それなのに幸は「やめる気はない」と答えた。
「いきなり変えるんも変な話やし、これはこれで気に入ってるから。それに3人とも不愛想って問題あるやん?」
「3人?」
「俺とウサマルと歩。2人がツンツンしてる分、俺で補わなあかんし」
別に気にしなくていいのにと言いかけて、でもやめた。多分、幸が言っていることは高校の時に拓海が思っていたことだから。拓海がいなきゃ俺と歩はここまで続いていない。

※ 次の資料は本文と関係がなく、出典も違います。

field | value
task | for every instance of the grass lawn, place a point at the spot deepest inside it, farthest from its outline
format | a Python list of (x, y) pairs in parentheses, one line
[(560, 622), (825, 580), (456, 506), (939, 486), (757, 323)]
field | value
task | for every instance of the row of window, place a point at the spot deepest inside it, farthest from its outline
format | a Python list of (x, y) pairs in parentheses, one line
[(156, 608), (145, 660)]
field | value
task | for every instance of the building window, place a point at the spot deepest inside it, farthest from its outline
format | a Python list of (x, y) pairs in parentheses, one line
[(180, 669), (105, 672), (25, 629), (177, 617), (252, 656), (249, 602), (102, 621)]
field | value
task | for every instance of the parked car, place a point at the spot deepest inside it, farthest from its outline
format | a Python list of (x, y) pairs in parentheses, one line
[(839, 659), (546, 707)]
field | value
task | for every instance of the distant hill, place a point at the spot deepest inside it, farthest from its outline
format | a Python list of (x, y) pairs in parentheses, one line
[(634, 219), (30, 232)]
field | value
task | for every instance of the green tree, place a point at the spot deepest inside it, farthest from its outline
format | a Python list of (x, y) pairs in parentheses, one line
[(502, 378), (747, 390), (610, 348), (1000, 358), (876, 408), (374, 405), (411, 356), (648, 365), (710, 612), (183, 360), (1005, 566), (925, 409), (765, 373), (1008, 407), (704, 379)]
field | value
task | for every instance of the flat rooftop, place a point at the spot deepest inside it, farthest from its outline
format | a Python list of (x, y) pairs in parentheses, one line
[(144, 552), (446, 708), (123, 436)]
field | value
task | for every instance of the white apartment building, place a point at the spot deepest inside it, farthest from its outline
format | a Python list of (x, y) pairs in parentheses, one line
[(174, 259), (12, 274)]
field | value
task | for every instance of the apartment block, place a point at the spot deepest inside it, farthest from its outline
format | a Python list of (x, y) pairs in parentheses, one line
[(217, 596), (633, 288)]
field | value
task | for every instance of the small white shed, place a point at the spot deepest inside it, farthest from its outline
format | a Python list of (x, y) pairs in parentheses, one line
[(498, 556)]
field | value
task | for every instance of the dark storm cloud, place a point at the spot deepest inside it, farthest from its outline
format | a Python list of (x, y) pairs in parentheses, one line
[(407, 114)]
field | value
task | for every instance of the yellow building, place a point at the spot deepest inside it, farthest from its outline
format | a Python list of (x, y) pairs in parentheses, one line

それと同じように、幸がいなきゃもっと喧嘩していたと思う。
だからそれが幸なりの優しさで、でもそれを言っても「自分の為だ」って返されるだろうから言わない。
「俺も幸みたいに口が上手くなりたい……」
「ん?それなら夏休みにうちの地元来る?関西のおばちゃんはよく喋るから、嫌でも鍛えられるで」
その誘いは即座に断り、やっぱりテーブルに塞ぎ込む。地を這うような低い声で唸れば、目の前でコップをテーブルに置く音がした。
次いで何かを漁る音と「もしもし」という声。
──もしもし?
「あ、どうも。おたくのウサギちゃんが超絶やさぐれてるんで、最愛の恋人さんからフォローお願いしまーす」
顔を上げると目の前に幸のスマホがあって、真っ赤なカバーが目に痛い。リカちゃんが黒を好むように、幸も赤が好きなんだろうか。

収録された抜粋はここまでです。